I also see a lot of Nordics and Slavs (who are part of Caucasian populations) with straight hair.


----------



## la_revolucion (May 16, 2013)

I said wavy and thick... Though each individual strand of my hair is actually very fine. I just have A LOT of hair. That's why my hair is actually more on the frizzy side sadly.


----------



## Red Panda (Aug 18, 2010)

la_revolucion said:


> I said wavy and thick... Though each individual strand of my hair is actually very fine. I just have A LOT of hair. That's why my hair is actually more on the frizzy side sadly.


Like me. It's wavy and each hair very thin but every hairdresser ever has agreed that I have A LOT of it. 
They don't frizz very much tho.
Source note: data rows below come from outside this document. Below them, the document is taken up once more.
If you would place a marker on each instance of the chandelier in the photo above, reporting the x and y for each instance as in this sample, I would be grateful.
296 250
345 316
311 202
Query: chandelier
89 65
Frizzy hair depends on the conditioner you use, the brush and if you blow dry it.


----------



## tanstaafl28 (Sep 10, 2012)

Thick, wavy, dishwater blond/brown/white.


----------



## MonieJ (Nov 22, 2010)

Curly and thick


----------



## Asmodaeus (Feb 15, 2015)

Straight, VERY thin and dark blonde.


----------



## Blue Ribbon (Sep 4, 2016)

geisterhund said:


> Considering that Asia has the highest amount of people in the world and a vast majority of them tend to have straight hair, I also think that most people out of the 7 billion living right now tend to have straight hair.
> 
> I also see a lot of Nordics and Slavs (who are part of Caucasian populations) with straight hair.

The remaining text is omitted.